Lindy Miller’s piece in Jezebel says just about everything there is to say about Love Actually, viz., that “this is a movie made for women by a man” wherein the only expressions of straight romantic “love” on show are ones where men lay claim to voiceless women.

If you haven’t seen the film, it consists of multiple interlinked plotlines, all of them centred on an actual or potential straight couple. An eleven-year-old pines after a cool girl from America. The Prime Minister (Hugh Grant) crushes on his secretary. A writer (Colin Firth) falls in love with his Portuguese housekeeper, who speaks no English. There are lots, I won’t list them all, but suffice it to say that none of them are particularly original and/or revelatory. Straights gonna straight.

It is a fact, though, that the storylines that come closest to showcasing actual, healthy love as it manifests in the real world are the ones where a romantic connection is missed or dropped; the ones that end unhappily from a traditional rom-com perspective. So: Sarah (Laura Linney) chooses her mentally ill brother over her workplace crush, which, in the world of Love Actually, is a terrible tragedy that dooms her to a life of spinsterhood. Women: men require your complete attention at all times! Meanwhile, Karen (Emma Thompson) chooses to stay with her emotionally unfaithful husband for (it’s implied) the good of their children, a sacrifice I’m not sure I can see any of the male characters making.*

What to make of this?
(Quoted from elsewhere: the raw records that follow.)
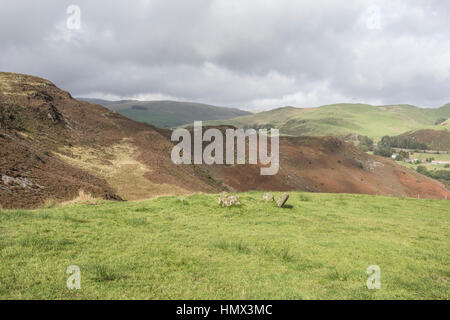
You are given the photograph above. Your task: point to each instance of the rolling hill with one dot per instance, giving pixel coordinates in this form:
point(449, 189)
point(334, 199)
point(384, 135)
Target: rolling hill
point(54, 147)
point(166, 114)
point(343, 119)
point(438, 140)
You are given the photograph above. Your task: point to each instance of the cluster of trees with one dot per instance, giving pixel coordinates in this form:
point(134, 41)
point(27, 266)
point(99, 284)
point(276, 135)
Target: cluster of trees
point(365, 143)
point(404, 142)
point(386, 144)
point(440, 120)
point(435, 174)
point(9, 117)
point(383, 151)
point(402, 155)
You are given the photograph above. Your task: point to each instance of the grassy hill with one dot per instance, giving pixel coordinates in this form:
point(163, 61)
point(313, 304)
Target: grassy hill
point(169, 113)
point(434, 139)
point(342, 119)
point(319, 247)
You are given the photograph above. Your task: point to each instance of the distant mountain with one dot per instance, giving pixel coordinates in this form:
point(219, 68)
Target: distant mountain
point(438, 140)
point(53, 147)
point(343, 119)
point(167, 114)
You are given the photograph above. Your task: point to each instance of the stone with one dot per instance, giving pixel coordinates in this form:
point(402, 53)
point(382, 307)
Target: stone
point(228, 200)
point(268, 197)
point(281, 202)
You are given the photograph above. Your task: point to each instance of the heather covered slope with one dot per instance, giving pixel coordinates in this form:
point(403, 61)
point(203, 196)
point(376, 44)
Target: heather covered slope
point(342, 119)
point(53, 146)
point(58, 145)
point(169, 113)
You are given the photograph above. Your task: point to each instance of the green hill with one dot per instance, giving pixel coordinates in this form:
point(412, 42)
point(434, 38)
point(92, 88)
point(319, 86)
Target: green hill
point(166, 114)
point(318, 247)
point(342, 119)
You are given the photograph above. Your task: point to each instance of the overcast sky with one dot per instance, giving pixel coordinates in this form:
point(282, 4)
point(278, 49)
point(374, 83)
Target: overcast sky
point(250, 54)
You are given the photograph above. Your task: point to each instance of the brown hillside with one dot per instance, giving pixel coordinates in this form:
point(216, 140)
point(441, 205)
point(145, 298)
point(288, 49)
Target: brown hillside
point(52, 146)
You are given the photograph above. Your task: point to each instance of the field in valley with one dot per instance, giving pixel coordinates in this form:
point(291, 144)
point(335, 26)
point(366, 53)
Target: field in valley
point(318, 247)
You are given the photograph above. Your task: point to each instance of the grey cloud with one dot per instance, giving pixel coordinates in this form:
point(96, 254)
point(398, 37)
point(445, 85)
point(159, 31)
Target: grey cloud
point(231, 52)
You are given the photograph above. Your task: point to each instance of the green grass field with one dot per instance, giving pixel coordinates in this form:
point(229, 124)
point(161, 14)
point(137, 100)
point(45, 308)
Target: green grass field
point(342, 119)
point(318, 247)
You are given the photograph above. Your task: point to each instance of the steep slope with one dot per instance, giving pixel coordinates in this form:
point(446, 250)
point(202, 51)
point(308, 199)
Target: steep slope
point(343, 119)
point(169, 113)
point(52, 146)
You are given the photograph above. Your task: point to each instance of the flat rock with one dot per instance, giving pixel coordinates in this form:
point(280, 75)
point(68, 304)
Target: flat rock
point(281, 202)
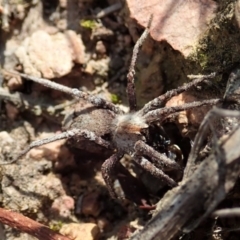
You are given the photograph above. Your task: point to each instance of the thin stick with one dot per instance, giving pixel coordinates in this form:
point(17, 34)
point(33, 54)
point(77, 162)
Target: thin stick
point(27, 225)
point(228, 212)
point(131, 93)
point(95, 100)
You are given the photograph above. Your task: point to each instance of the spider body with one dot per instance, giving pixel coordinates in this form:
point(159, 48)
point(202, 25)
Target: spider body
point(126, 131)
point(122, 133)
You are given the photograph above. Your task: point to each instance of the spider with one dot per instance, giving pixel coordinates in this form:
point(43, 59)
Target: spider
point(128, 131)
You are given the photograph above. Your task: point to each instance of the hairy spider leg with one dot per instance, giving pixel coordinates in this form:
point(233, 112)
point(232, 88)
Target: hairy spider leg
point(160, 114)
point(67, 134)
point(95, 100)
point(160, 101)
point(131, 93)
point(151, 168)
point(108, 173)
point(202, 135)
point(157, 158)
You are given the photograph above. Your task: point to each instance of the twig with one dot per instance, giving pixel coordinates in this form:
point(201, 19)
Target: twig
point(228, 212)
point(5, 14)
point(27, 225)
point(106, 11)
point(196, 196)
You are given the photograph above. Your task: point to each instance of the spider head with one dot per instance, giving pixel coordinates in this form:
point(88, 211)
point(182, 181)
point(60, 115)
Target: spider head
point(126, 131)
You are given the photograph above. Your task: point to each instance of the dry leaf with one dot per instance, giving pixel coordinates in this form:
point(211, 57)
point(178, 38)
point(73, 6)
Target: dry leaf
point(179, 22)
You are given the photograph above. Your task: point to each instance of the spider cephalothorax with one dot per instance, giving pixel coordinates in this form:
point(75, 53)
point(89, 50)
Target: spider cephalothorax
point(122, 133)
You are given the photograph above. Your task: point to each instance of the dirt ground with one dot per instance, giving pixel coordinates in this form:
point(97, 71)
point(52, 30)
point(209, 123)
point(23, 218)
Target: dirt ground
point(70, 42)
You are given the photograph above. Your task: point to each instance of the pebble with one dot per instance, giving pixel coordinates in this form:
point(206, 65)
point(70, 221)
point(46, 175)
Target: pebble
point(80, 231)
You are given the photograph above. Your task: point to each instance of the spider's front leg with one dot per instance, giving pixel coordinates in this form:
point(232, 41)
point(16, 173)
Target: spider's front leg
point(141, 149)
point(108, 172)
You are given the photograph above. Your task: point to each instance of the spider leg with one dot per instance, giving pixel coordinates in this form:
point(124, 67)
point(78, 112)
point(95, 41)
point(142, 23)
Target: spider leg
point(67, 134)
point(160, 114)
point(150, 167)
point(108, 171)
point(131, 72)
point(158, 159)
point(95, 100)
point(202, 135)
point(161, 100)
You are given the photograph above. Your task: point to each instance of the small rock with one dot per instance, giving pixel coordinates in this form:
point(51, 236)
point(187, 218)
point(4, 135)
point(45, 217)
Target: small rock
point(91, 205)
point(77, 46)
point(103, 223)
point(14, 83)
point(100, 48)
point(80, 231)
point(12, 111)
point(50, 56)
point(51, 151)
point(63, 206)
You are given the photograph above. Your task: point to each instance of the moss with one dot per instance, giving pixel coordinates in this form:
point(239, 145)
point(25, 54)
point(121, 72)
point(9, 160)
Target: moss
point(219, 48)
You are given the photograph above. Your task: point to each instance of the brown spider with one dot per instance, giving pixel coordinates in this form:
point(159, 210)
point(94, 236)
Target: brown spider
point(128, 131)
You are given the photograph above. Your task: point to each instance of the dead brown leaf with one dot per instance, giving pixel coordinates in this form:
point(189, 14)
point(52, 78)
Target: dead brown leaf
point(179, 22)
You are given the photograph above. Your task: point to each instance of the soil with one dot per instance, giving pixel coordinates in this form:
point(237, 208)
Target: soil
point(57, 184)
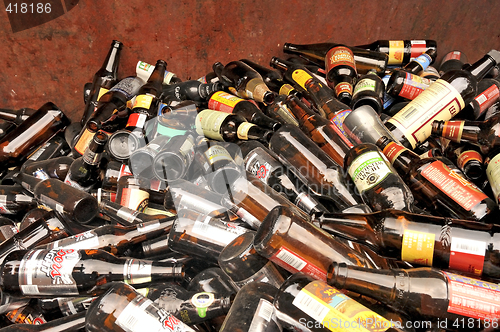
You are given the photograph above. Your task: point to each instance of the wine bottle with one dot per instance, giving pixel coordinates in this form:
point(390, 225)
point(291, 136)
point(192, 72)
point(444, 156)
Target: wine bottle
point(446, 97)
point(103, 80)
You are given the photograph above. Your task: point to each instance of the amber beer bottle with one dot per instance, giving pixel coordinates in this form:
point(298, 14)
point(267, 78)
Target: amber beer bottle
point(441, 101)
point(365, 59)
point(482, 133)
point(439, 185)
point(244, 81)
point(56, 272)
point(104, 79)
point(307, 304)
point(460, 245)
point(122, 309)
point(425, 292)
point(377, 181)
point(18, 144)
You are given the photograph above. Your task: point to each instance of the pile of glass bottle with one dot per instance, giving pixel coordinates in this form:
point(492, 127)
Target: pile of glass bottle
point(329, 191)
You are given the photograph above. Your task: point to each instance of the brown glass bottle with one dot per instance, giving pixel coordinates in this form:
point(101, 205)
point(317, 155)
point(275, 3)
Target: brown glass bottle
point(482, 133)
point(441, 101)
point(244, 81)
point(323, 177)
point(49, 273)
point(57, 195)
point(438, 185)
point(123, 309)
point(312, 305)
point(426, 293)
point(104, 79)
point(365, 59)
point(461, 245)
point(17, 145)
point(377, 181)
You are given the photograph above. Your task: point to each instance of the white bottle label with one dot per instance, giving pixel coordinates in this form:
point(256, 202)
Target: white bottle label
point(440, 101)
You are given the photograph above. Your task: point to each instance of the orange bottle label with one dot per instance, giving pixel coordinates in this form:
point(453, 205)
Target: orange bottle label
point(455, 186)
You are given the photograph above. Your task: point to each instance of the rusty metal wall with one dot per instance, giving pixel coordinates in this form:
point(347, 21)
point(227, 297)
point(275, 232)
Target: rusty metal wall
point(52, 61)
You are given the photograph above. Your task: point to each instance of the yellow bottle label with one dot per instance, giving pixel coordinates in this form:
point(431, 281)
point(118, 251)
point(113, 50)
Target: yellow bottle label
point(336, 311)
point(493, 174)
point(143, 101)
point(396, 52)
point(101, 92)
point(418, 247)
point(301, 77)
point(440, 101)
point(208, 123)
point(243, 130)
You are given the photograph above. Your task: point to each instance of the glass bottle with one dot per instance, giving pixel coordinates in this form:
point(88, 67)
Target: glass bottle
point(314, 167)
point(401, 51)
point(425, 292)
point(439, 185)
point(57, 195)
point(446, 97)
point(376, 180)
point(244, 265)
point(55, 272)
point(305, 304)
point(482, 133)
point(103, 80)
point(122, 309)
point(18, 144)
point(252, 310)
point(365, 59)
point(243, 81)
point(229, 103)
point(369, 90)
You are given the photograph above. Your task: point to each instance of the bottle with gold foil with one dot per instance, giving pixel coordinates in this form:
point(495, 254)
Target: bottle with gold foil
point(306, 304)
point(244, 81)
point(377, 181)
point(104, 79)
point(441, 101)
point(439, 185)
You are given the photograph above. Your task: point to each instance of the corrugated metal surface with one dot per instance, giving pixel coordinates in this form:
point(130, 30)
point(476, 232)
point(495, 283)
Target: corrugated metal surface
point(51, 62)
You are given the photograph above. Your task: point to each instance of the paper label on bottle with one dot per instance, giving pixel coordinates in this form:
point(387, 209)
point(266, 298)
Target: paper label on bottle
point(339, 56)
point(208, 123)
point(48, 272)
point(292, 262)
point(135, 199)
point(488, 98)
point(418, 47)
point(142, 315)
point(336, 311)
point(223, 102)
point(85, 240)
point(143, 101)
point(84, 141)
point(467, 255)
point(455, 186)
point(365, 84)
point(301, 77)
point(338, 120)
point(243, 130)
point(368, 170)
point(468, 155)
point(493, 175)
point(417, 247)
point(413, 86)
point(440, 101)
point(396, 52)
point(472, 297)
That romance is incompatible with real life and real commitments? I’m not sure director Richard Curtis really means to suggest this, but it’s a compelling reading of the film’s worldview nonetheless. I’m particularly thinking of that bizarre subplot where Colin, who is everything his name suggests, heads out to America to find women to sleep with. The scene where three impossibly hot American ladies ALL find him adorable and invite him back home for a foursome reads like a dream sequence, honestly, so removed is it from reality. Oh, then there’s the subplot where Karen’s husband’s hot employee throws herself at him repeatedly, despite the fact that he literally looks like Snape. And then there’s the bit when a woman whose husband’s best friend has been creeping on her is FLATTERED rather than running away extremely fast…And then

Well, you get the idea. Almost the entire film is the fantasy of an average-looking straight man: filled with women whose entire world revolves around him (because LUURVE). And woe betide them if they care about anything other than him: they shall be denied the comforts of romantic male company FOR EVER! (Just as well, you might think, given Love Actually‘s conception of what romantic love is.)

And yet. Love Actually remains quite watchable. Doubtless that has something to do with the calibre of the actors involved – it’s one of those films that will have you playing the “now, what were they in?” guessing game – but I also think there’s something about the mildly unconventional shape of the film, the various intercutting plots and subplots, that holds the attention. There’s something for even the most hostile watcher to enjoy (for me, Emma Thompson; Bill Nighy; Rowan Atkinson in a cameo as an officious department store worker). And the whole thing is nicely paced, too, bringing those interconnecting strands together towards the end of the film to place the characters in a community of sorts. Because, you know, love is all around us.

Gods help us.

 

*I’m still not sure what to do with the storyline about an ageing rock star played by Bill Nighy and his manager, which is also quite sweet. I always read them as gay/bisexual, but I am assured other people don’t.